So in Jan of 2020 I contributed the max to my Roth IRA as always, but come to find out this spring, I was not eligible due to my income. So a month ago, I called vanguard, had the money, plus earnings removed and put into a IRA (I believe this is a recharacterization). Then I took only the 6000 and converted that back into a Roth. I think I did all that right, but now turbotax is really confusing me.
I know I need to pay taxes on the $900 or so in earnings, but it seems to take $800 off my refund, could that really be right? Do I click yes to the recharacterization question even though I did it before the tax deadline? I followed the steps for the backdoor, but because this happened in 2021, my 1099-R is not correct, does this have something to do with it? Will it get sorted on next year's taxes? I will call Vanguard tomorrow, but with it being tax day I don't know how long it will take to get through. Thanks.

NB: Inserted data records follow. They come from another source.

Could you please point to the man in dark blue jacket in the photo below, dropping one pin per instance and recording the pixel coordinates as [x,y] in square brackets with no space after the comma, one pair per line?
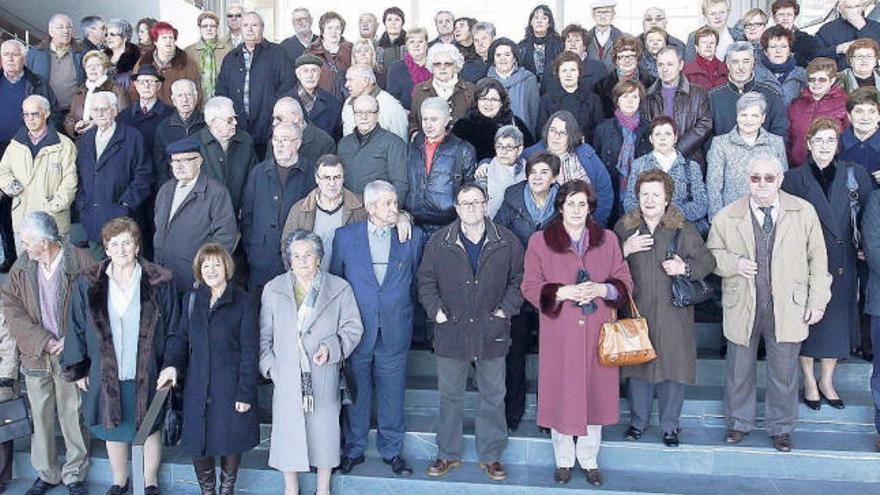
[253,76]
[381,271]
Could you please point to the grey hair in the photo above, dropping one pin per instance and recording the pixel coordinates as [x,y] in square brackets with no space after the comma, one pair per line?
[510,131]
[41,101]
[436,103]
[374,189]
[752,98]
[304,235]
[122,25]
[87,23]
[215,106]
[738,47]
[21,46]
[42,224]
[445,49]
[484,26]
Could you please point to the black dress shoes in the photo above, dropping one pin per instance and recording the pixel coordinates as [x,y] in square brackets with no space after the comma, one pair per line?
[398,465]
[348,463]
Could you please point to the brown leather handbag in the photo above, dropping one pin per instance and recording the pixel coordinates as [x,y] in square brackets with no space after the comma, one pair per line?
[625,342]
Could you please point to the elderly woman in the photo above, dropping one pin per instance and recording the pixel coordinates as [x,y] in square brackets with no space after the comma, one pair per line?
[123,53]
[120,313]
[172,62]
[208,52]
[309,323]
[862,56]
[689,194]
[706,70]
[829,185]
[821,98]
[79,119]
[645,234]
[490,113]
[570,95]
[625,54]
[521,85]
[776,65]
[404,74]
[216,348]
[332,48]
[575,274]
[578,160]
[444,62]
[622,138]
[728,159]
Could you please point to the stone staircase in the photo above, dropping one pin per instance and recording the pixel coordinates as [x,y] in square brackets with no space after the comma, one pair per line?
[833,449]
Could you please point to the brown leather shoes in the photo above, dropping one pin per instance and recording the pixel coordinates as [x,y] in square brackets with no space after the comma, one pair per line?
[495,471]
[441,466]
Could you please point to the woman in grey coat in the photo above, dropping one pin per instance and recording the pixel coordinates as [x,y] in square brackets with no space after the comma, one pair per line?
[309,323]
[728,160]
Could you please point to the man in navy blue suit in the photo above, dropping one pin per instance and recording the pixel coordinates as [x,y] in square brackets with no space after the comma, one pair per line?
[382,279]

Post by sicilygirl on May 17, 2021 15:15:21 GMT -5
You will pay tax on the earnings from your original Roth IRA contribution on next year's tax return (since the distribution from the account happened in 2021). On the 2020 tax return, there should be no tax effect of any of these transactions. You should have a Form 8606 included in your return that shows a $6,000 nondeductible traditional IRA was made in 2020, and that's it. On the 2021 return, you will then show that a $6,000 backdoor Roth contribution was made on that same form. Assuming you do not have any other pre-tax money in IRAs, there should not be any taxable effect of that transaction either.